Yangon’a vardığımız günün akşamında sohbet sırasında Nevcan planlarımızı öğrenince, Yangon’da fazla vakit kaybetmeden Bagan’a geçmemizi, ama otobüs ile değil uçakla gitmemizi ısrarla tavsiye etti. İki yıldan fazla bir süredir orada yaşayan ve Bagan’a defalarca gitmiş olan dostumuza güvenmekle ne kadar doğru bir şey yaptığımızı, sonrasında yaptığımız 130 km olup 4 saate yakın süren otobüs yolculuğu sırasında aramızda defalarca konuştuk.
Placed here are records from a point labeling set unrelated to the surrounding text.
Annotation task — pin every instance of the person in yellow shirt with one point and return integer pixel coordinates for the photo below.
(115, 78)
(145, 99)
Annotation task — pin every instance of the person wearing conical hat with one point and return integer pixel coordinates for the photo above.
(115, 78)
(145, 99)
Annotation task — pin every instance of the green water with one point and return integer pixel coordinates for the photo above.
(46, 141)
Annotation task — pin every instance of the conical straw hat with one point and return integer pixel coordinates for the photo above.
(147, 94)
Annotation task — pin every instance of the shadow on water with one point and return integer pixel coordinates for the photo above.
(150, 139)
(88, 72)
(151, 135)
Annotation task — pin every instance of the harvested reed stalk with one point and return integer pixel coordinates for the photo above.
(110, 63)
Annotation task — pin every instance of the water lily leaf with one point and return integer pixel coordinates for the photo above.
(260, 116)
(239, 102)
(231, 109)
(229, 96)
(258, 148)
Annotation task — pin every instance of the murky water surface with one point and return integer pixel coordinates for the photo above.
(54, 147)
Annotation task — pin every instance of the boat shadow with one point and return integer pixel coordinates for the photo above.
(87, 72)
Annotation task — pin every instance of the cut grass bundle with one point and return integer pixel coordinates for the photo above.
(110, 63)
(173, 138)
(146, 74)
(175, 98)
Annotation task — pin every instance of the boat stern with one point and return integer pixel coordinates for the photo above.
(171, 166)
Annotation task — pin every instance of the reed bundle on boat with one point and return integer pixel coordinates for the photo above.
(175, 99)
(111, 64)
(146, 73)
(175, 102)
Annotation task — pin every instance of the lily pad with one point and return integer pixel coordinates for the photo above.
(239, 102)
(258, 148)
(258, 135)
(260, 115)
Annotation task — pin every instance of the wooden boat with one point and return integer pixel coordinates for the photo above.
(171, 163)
Yangon’da geçirdiğimiz ilk günün ardından, seyahatimizin ikinci gününde sabah kalkıp yanımızda Nevcan ile havalimanına gittik. Tüm uçak saatlerini internetten bulamayacağımızı, bulsak da bilet alamayabileceğimizi, dolayısıyla havalimanına gidip ilk uçağa binmemiz gerektiğini Nevcan bize çok doğal bir şekilde anlatırken, henüz ülkenin durumunu tam olarak kavrayamamış olan biz “Harem otogarı gibi yahu, nasıl olacak acaba..?” diye düşünüyorduk. Şansımız yaver gitti, yaklaşık 1buçuk saat sonrasında bilet bulduk ve bize düğün hediyesi olarak biletimizi ısmarlamak isteyen Nevcan’ın bu sürprizini çok sevinerek kabul ettik. “Golden Airlines”ın uçak bileti elle yazıldı. Şaşkınlığımız her dakika artıyordu, ama işler yolunda gidiyordu…
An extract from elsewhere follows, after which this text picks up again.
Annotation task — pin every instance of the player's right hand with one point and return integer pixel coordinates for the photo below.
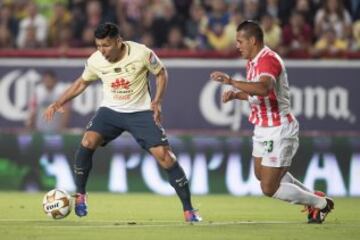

1,5 saatlik kısa bir uçuş ile Bagan’a ulaştık; yıllardır sıkıntısını çektiğim uçak korkusundan artık eser kalmamıştı. Zira tüm bu Güneydoğu Asya yolculuğu sırasında 10 günde toplam 9 kez uçağa binecektik ve 72 kişilik küçük bir pırpır olan (ve yalnızca 15 civarı yolcusu olan) uçağımız Bagan’a vardığında yere inmedi, adeta küt diye düştü. ☺ Bu arada yolculuk boyunca “Bu uçak şu ovaların ortasında düşse haberlere bile çıkmayız,” şeklindeki düşünceleri ile beni “rahatlatmayı” başaran sevgili dostum Tayfun’a da teşekkürü borç bilirim.
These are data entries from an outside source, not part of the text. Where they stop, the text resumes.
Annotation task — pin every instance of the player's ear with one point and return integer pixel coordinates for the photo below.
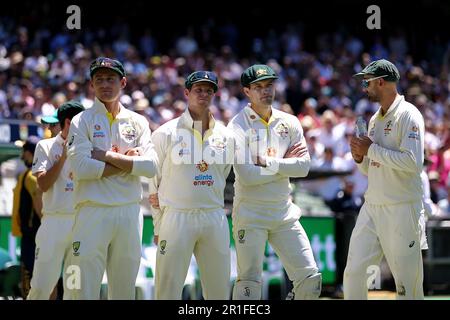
(246, 91)
(123, 82)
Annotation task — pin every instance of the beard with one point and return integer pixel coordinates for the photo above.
(372, 97)
(28, 164)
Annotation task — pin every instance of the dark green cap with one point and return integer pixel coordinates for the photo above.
(257, 72)
(202, 76)
(379, 68)
(69, 109)
(102, 62)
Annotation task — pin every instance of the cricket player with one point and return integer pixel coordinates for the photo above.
(270, 148)
(392, 158)
(110, 148)
(195, 157)
(55, 179)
Bagan – Nyaung-U Havalimanı’nda uçaktan indik, valizlerimiz “manuel” olarak terminale getirildi – çekçekli arabayı insanlar çekiyordu. Havalimanında Old Bagan Antik Kenti’ne giriş için bilet satan kontuara uğradık ve bilet aldık. Bu biletin bize hiç gerekmeyeceğini, hiçbir yerde sorulmayacağını ve kontrol edecek bir görevli olmadığını da çok geçmeden öğrendik. Fakat, çok restorasyon görmüş olması nedeni ile dünya kültür mirası listesine alınmamış olan bölgeye ufak da olsa bir bağış yapmış olduğumuzu düşünerek, ödediğimiz az miktarda paraya hiç üzülmedik.

Bagan, Myanmar’ın oluşumuna kaynaklık eden Pagan Krallığı’nın başkenti olan, 104 kilometrekarelik alana yayılmış bir antik kent. 2. Yüzyılda kurulan krallık 11.-13. yüzyıllar arasında zirveye ulaştığı sırada, Bagan ovalarından 10.000’den fazla pagoda (Budist tapınağı) inşa edilmiş. Ancak depremler nedeni ile günümüzde 2200 civarı pagoda ayakta kalmış. 1990’larda Myanmar’ın askeri hükümeti Bagan’ı bir uluslar arası turizm merkezi haline getirmeyi amaçlayarak, depremlerde hasar görmüş olan çok sayıda tapınağı restore ettirmiş. Ancak restorasyonların gerekli özen gösterilerek yapılmadığı, çağdaş malzemelerin çok fazla kullanıldığı, alana asfalt bir yol yapıldığı gerekçeleri ile Bagan UNESCO Dünya Mirası Alanı olarak kabul görmemiş.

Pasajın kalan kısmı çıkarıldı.